One of my passions is the biological world around us. I grew up watching Steve Irwin explore rainforests and coral reefs all around the world, and have been in love with biology ever since. The Biology Foreign Study Program brings Dartmouth students to the tropics to conduct scientific research in the rainforests of Costa Rica and the coral reefs of the Cayman Islands. It was the most magical experience I have ever had and a dream come true. We have so much to learn from the natural world. Some of the most ingenious ideas have already been invented by nature, and all we as engineers have to do is look around to find them.
Each week, we arrived in a new site and began asking questions about what we saw around us. We came back as a group and narrowed down our questions to a short list of the most interesting potential avenues of research. We then split up into small groups of 2-5 and conducted a week-long research project to try and answer our chosen question.
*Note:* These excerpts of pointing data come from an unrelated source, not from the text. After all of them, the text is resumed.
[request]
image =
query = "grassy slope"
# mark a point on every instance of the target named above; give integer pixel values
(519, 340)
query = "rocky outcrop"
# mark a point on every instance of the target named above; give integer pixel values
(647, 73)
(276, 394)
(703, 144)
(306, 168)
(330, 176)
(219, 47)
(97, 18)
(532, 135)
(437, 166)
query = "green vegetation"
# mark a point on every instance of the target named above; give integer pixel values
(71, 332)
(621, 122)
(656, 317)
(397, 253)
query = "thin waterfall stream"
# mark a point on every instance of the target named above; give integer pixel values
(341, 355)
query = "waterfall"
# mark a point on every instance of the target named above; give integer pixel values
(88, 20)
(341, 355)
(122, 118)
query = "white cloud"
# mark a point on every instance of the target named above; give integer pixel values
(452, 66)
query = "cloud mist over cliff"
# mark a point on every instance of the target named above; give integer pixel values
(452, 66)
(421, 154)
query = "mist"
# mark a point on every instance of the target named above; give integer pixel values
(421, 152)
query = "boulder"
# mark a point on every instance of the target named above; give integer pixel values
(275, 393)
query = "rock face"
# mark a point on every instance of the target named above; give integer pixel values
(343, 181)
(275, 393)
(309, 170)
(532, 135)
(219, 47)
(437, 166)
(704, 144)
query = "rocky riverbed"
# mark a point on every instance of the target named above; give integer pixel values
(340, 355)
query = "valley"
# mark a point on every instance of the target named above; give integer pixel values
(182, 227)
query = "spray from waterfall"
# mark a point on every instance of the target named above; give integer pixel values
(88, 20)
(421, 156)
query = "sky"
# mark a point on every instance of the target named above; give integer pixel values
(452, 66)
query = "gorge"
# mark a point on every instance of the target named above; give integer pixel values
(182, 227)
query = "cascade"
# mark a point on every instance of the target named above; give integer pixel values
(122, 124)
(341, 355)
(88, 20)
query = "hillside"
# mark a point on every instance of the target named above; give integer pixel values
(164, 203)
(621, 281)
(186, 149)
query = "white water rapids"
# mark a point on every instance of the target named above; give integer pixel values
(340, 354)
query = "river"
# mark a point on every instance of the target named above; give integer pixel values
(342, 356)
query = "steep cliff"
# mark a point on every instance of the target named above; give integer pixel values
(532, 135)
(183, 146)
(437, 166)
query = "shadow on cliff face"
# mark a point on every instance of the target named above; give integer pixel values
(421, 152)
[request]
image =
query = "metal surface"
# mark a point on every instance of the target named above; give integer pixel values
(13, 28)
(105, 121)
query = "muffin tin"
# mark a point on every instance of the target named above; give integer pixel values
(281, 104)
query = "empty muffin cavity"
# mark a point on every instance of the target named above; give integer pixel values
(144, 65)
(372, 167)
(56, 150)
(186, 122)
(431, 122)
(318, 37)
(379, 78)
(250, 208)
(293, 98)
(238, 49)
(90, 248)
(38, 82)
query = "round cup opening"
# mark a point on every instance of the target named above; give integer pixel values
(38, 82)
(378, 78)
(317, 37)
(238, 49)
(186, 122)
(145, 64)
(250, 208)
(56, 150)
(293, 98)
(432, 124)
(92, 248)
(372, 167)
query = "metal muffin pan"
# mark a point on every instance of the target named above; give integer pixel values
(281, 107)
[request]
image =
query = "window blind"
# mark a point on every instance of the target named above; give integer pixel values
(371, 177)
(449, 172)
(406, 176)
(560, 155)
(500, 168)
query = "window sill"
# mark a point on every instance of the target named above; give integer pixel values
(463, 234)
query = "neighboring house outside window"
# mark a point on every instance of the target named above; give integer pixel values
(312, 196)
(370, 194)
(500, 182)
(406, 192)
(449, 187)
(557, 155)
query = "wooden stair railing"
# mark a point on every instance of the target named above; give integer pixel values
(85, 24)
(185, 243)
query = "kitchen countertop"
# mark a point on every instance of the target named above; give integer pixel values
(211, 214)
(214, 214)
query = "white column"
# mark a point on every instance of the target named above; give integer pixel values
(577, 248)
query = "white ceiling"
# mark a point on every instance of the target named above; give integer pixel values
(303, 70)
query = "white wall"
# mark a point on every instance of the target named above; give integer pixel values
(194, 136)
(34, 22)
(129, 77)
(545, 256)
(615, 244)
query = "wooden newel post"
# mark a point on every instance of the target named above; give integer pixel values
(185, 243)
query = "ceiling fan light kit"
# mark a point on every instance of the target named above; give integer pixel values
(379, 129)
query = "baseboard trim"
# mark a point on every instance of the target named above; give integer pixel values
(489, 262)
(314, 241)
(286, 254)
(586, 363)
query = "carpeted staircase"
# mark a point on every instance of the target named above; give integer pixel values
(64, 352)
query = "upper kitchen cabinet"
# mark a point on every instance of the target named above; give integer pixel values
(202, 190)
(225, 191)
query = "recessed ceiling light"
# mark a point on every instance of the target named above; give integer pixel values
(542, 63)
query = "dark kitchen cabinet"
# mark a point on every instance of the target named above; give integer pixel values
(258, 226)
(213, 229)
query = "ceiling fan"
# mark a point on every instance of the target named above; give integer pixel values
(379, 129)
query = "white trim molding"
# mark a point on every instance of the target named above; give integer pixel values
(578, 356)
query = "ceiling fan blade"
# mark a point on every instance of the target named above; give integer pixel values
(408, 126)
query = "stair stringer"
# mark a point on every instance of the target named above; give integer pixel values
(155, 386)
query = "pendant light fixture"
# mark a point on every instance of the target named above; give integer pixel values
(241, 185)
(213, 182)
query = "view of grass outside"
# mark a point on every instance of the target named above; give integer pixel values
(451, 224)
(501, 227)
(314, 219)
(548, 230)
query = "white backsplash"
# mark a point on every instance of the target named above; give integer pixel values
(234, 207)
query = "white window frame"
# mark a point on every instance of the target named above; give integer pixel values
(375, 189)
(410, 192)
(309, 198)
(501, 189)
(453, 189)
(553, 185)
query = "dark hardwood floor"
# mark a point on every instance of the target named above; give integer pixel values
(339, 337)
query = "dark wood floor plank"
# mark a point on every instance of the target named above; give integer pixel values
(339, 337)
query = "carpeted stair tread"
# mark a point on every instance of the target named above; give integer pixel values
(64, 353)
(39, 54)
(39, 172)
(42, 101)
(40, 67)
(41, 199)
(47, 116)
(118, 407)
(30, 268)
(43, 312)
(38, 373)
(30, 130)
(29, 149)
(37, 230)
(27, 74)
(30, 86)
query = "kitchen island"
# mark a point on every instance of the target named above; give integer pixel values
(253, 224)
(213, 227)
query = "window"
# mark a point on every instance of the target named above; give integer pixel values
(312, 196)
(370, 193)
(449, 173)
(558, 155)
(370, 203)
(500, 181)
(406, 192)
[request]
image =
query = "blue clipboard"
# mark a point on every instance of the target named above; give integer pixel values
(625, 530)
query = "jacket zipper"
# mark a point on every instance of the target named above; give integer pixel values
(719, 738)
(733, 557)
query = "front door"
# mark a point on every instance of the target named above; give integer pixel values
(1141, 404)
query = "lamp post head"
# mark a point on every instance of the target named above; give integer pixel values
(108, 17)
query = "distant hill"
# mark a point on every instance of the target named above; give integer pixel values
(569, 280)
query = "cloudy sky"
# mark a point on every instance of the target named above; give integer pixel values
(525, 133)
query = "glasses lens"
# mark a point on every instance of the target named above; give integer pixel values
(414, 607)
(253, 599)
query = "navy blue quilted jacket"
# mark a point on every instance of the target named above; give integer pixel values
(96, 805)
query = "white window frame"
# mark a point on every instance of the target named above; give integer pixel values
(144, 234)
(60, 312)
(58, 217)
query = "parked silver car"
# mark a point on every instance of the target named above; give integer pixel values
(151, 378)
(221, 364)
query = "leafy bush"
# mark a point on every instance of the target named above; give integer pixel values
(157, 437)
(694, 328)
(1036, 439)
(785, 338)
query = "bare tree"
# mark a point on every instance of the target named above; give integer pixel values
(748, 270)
Each project had about 3 days of data collection in the field, which varied from quiet observation to grueling hypothermic hikes to sample species. After overcoming or sidestepping the inevitable roadblocks, we returned to the lab to analyze our data in JMP and R.
After analyzing the data, we drew conclusions and wrote a full-fledged scientific paper detailing our introductory framework, our methods, our results, and our conclusions. These papers were peer and faculty reviewed, then published in Dartmouth’s Biological Foreign Studies Journal.
The following abstracts are from each of the projects that I was a part of during the trip.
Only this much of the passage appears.